Ja, natürlich, es gibt auch ein Mordopfer und man hört, dass es ein unschöner Anblick ist, mit dem man es zu tun hat. Matthias Wittekindt schont aber sein Publikum und beschreibt das Unschöne in so vagen Andeutungen, dass es beinahe nicht mehr blutrünstig wirkt.

Alles liest sich, als wurde Manz direkt aus seinen Erinnerungen heraus erzählen, manchmal wirft er ein Blick in die Akten, man kann sich ja nicht alles merken, dann lässt er sein Gedächtnis weiter arbeiten. Eine sehr persönliche Geschichte, die nicht nur das augenscheinliche beinhaltet, sondern auch an den Überlegungen der beiden Kriminalisten Anteil nehmen lässt.

Dazwischen die ganz wunderbar erzählten „Homestorys“ mit Manz, seiner Frau Christine und den Töchtern. Geschichte von damals und heute.
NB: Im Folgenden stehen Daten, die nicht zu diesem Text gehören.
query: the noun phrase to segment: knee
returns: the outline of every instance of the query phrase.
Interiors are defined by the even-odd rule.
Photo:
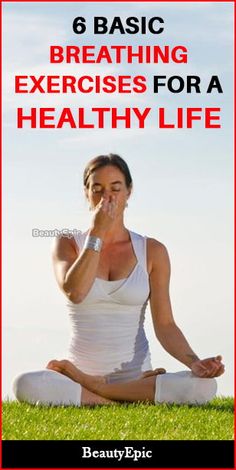
[[[189,371],[157,376],[155,402],[202,405],[216,394],[215,379],[201,379]]]
[[[195,378],[195,381],[197,383],[194,386],[194,395],[197,404],[207,403],[215,397],[217,391],[216,379]]]
[[[32,401],[32,380],[30,373],[18,375],[13,382],[13,392],[18,401]]]
[[[18,375],[12,385],[14,395],[17,400],[19,401],[24,401],[24,392],[26,388],[26,383],[28,382],[27,380],[27,375],[28,374],[20,374]]]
Wie sich die Zeiten ändern, wie aus einer Gegenwart eine Vergangenheit wird und sich andere Perspektiven ergeben. Wie die Kinder erwachsen werden, wenn man selbst älter wird. Die Mischung aus Kriminalfall, Familiengeschichte, der Vergangenheit und Gegenwart ist genau richtig dosiert und verleiht dem Roman eine ganz eigene, spezielle Athmosphäre.

Das alles ist angefüllt mit manchmal, wie ich finde, großartigen Satzbildern, mit denen man ganz genau sieht, was Wittekindt meint. Dazu die drehfertigen Dialoge, aus denen der Roman zum überwiegenden Teil besteht.

Das macht zusammen den bislang besten Teil der Reihe um Kriminaldirektor a.D. Manz. Gut zu lesen auch ohne Vorkenntnisse.